Monday, February 15, 2021

Gal. 3:6-11; Acts 16:1-3, The Offence of the Cross

And finally, the last thing that happens when we seek to grow by law-keeping:

7.    5:11: the offense of the cross has ceased.  The offence or stumbling block of the cross exists in that the cross is against man’s pride and ambition, for man does not like to think that he needs salvation or that he cannot work for it (Vos, Everyman’s Bible Commentary).  Paul was regularly criticized for his “gospel of the grace of God.”  Why not say, ‘Let us do evil that good may come’? – as we are slanderously reported and as some affirm that we say.  Their condemnation is just (Rom. 3:8).  When you tell someone they cannot earn justification before God by doing their best, the assumption is that what you do doesn’t matter at all: “You can just do what you want because, after all, it’s all of God’s grace.”  That, of course, is not true.  The point is that the ONLY way you can live the Christian life is by the principle of grace and by the power of the Holy Spirit. 

a.     Verse 11 indicates that someone was telling the Galatian believers that even Paul believed in the necessity of circumcision.  Why would they think that?  You may remember that when Timothy joined the team (Ac. 16:1-3), Paul had Timothy circumcised.  But the reason was not because Paul thought it necessary to the Christian life.  He did this because of love for people.  He did not want any unnecessary stumbling blocks to keep Jews from coming to Christ.  This principle is in 1 Cor. 9:20: To those that are under the law I become like one under the law (though I myself am not under the law) so as to win those under the law.  Paul said in Gal. 3:6: In Christ Jesus neither circumcision nor uncircumcision avails anything (cf.

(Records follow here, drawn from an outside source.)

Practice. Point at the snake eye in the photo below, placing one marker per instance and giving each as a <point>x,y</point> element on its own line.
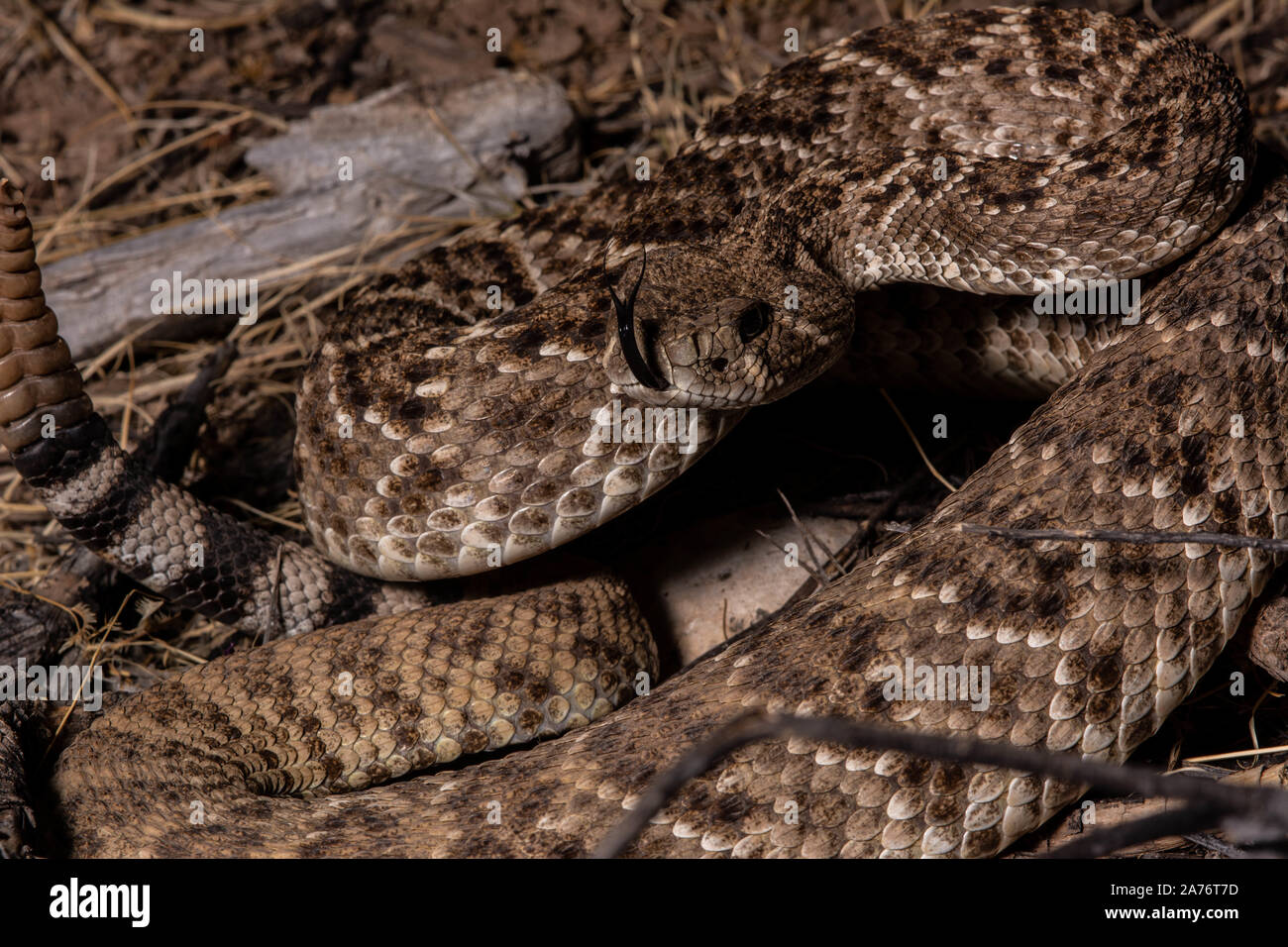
<point>754,321</point>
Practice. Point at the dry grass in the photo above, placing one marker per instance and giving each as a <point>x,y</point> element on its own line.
<point>168,159</point>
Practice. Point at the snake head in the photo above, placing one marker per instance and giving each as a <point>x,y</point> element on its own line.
<point>692,330</point>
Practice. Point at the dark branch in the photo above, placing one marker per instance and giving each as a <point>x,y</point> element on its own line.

Gal. 6:15).  In a trip to Jerusalem, he had pointed out that not even Titus who was with me, being a Greek, was compelled to be circumcised (Gal. 2:3).

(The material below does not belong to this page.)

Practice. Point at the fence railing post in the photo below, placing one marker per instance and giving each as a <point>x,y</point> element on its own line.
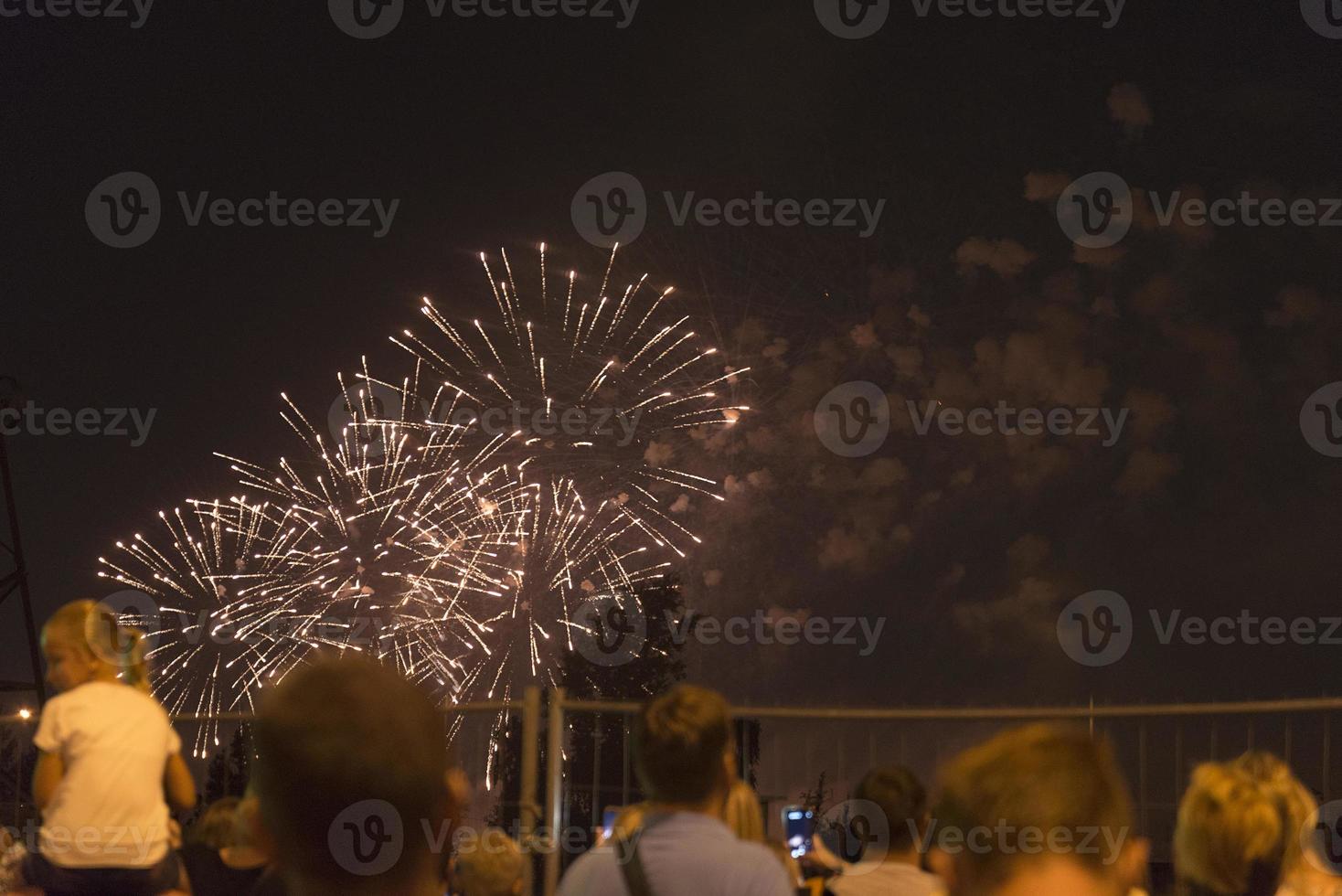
<point>530,806</point>
<point>555,789</point>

b.    Now what we just said is that Paul wanted no unnecessary stumbling blocks.  What this passage says is that the gospel of the grace of God (the message of the cross) involves a necessary stumbling block.  In 1 Cor. 1:23 Paul said: We preach Christ crucified, to the Jews a stumbling block and to the Greeks foolishness.  Greeks resist the gospel because it makes no sense; to them coming to God always requires work.  Jews stumble at the thought of the Messiah dying, even though they know the OT predicted a suffering Savior.  During our times in Israel we learned that both Jews and Muslims resisted this.  However, there is no good news without the cross.  Therefore, it is an offence that cannot be removed.  In many churches today we see, it seems, the attempt to remove this stumbling block by making the gospel more pleasant.  Some deny propitiation, the idea that Jesus took the wrath of His Father, in our place, on the cross.  But without propitiation there is no good news!  We need to be like Paul and actually boast in the cross (Gal. 6:14).